Panahi zieht sich auf die Rolle des Übersetzers zurück
Panahi bleibt oftmals lieber im Auto sitzen oder zieht sich auf die Rolle des Übersetzers zurück. Man hat das Gefühl, dass er in diese Sache nicht allzu stark involviert werden möchte. Jafari dagegen scheint immer mehr in die ländliche Realität einzutauchen. Ihre Fragen nach Marziyeh stoßen allerdings auf eine Mauer des Schweigens. Das Mädchen, das offensichtlich seit Tagen verschwunden ist, habe das Ansehen der Familie beschädigt, heißt es. Ihr älterer Bruder tobt wie ein Wilder; in ihm findet sich die patriarchale Kultur geradezu hysterisch verkörpert.
Das dritte Gesicht im Film zeigt sich nicht. Es gehört einer ehemaligen Schauspielerin und Sängerin, die verarmt ist und im Dorf sozial geächtet wird. Sie sei voller Wut auf Filmemacher im Allgemeinen, nicht nur auf die des Kinos vor der Revolution, bringt Jafari in Erfahrung – „die sind doch alle gleich“. Nur einmal sieht man sie durch einen Zaun beim Malen in der Natur, sehr weit weg und nur von hinten. Diese Einstellung strahlt etwas Friedvolles und gleichzeitig etwas seltsam Eigenes, fast Widerspenstiges aus – nicht nur an dieser Stelle zeigt sich, dass sich die drei Frauenfiguren für einfache Zuschreibungen kaum eignen.

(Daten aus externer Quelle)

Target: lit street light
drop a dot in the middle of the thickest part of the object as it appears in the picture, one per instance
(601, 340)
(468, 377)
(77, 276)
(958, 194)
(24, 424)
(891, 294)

Das widerständige Potential der Frauen im Iran
Im Vergleich zu dem quirligen, wortreichen Vorgänger „Taxi Teheran“ ist „Drei Gesichter“ deutlich in sich gekehrter. Während Panahi zuvor seine eigene Marginalisierung vor dem Hintergrund eines möglichst breiten Panoramas der politischen und gesellschaftlichen Äußerung im Iran thematisierte, nimmt er sich jetzt als Figur stark zurück. Sein Blick gilt vor allem den Eigengesetzlichkeiten des ländlichen Raums – und den widerständigen Potentialen der drei Frauen. In der Figur der jungen Marziyeh verbindet sich das mit der Macht der Bilder. Auch ihr Video ist schließlich ein Film – ein sehr wirkungsvoller zudem.